Technical Specifications for OARv2.0

OARv2.0 was built using next generation sequence derived from one female and one male Texel. The primary de novo assembly was performed using 75 fold Illumina GA sequence from the female, before the mate pair characteristics of the paired end reads were used to produce scaffolds spanning 2.71 Gb or approximately 91% of the sheep genome (scaffold build v1.2).

A further 45 fold coverage of the male Texel was used for gap filling, before scaffolds are anchored onto the 27 sheep chromosomes. Scaffolds that are clearly chimeric were identified by comparison with the bovine UMD3 assembly and manually split in the gap between adjacent contigs mapped to two different bovine chromosomes. Superscaffolds were built from the set of scaffolds and split scaffolds >2 kb in length using the end sequences derived from the male Texel BAC library, CHOR-243 and the predicted locations on OARv1 of SNPs included on the Illumina Ovine SNP50 BeadChip.

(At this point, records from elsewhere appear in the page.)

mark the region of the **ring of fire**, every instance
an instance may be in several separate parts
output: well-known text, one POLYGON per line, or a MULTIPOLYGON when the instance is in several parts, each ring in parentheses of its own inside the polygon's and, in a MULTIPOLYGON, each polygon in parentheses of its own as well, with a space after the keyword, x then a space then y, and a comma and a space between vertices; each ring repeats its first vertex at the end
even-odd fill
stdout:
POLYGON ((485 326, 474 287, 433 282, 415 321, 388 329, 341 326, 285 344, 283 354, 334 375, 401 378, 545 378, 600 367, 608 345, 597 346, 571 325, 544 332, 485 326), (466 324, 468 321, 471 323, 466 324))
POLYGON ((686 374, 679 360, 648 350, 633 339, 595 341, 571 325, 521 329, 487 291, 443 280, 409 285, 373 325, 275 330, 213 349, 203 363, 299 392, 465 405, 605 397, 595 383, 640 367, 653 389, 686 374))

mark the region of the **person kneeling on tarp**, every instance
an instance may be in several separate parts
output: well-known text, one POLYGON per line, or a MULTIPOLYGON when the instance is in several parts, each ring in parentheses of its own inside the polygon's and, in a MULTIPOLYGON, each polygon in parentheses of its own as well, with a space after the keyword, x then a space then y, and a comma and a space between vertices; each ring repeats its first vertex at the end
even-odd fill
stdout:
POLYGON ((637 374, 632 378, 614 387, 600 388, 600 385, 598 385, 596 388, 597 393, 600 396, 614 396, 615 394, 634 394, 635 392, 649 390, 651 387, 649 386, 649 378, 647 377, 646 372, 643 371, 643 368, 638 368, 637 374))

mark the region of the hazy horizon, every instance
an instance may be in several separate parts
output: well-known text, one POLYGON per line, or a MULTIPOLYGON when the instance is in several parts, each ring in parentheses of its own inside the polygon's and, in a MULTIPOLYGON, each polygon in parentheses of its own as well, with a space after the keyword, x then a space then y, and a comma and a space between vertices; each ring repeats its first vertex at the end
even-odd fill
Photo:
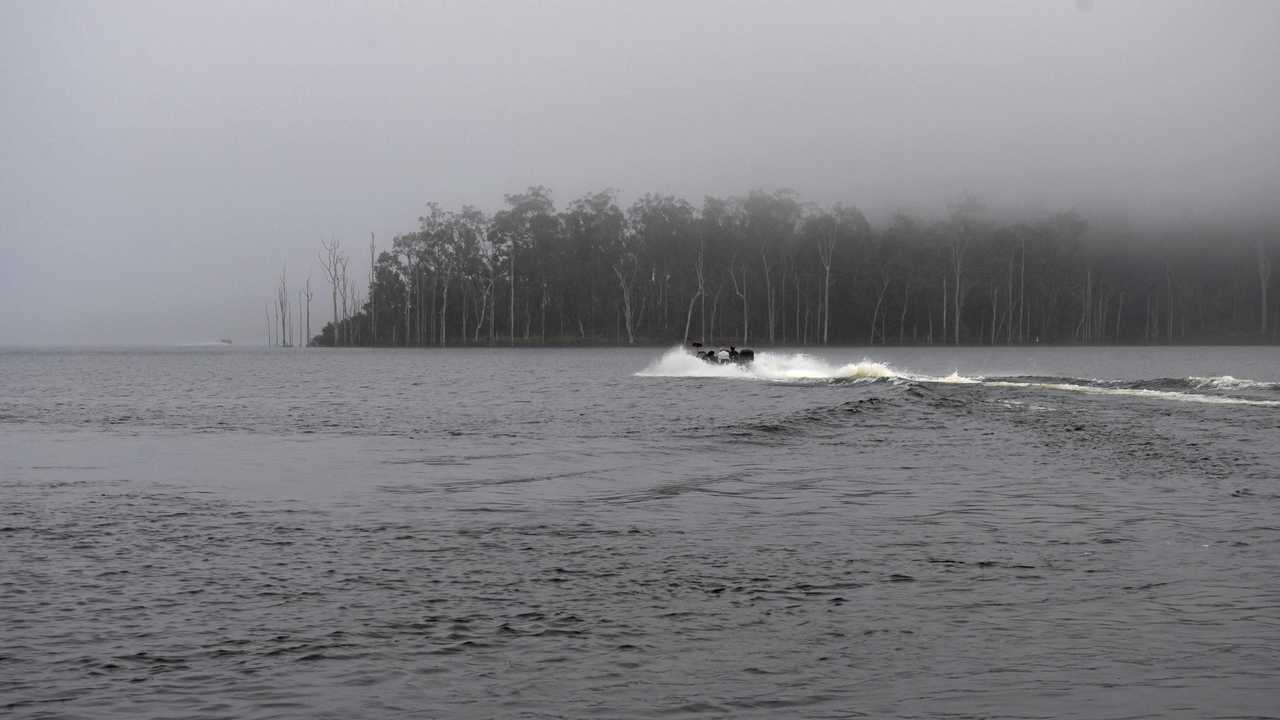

This was undertaken as a single integrated process and non-congruent BACs and out of position SNPs were minimised.

Several rounds of manual checking and final error correction were carried out using the end sequences of the BACs in the bovine CHORI-240 library and 454 mate pair sequence data derived from 8kb and 20kb insert libraries of the male Texel. Ambiguous positions were resolved using the predicted location of the SNPs based on OARv1.0 and conserved synteny with the UMD3 bovine genome assembly. Superscaffolds were initially ordered and oriented into chromosomes using the locations of the SNP in OARv1.0. The positions of the SNPs in the sheep linkage map and the sheep RH map were used to identify remaining errors and to refine the assembly.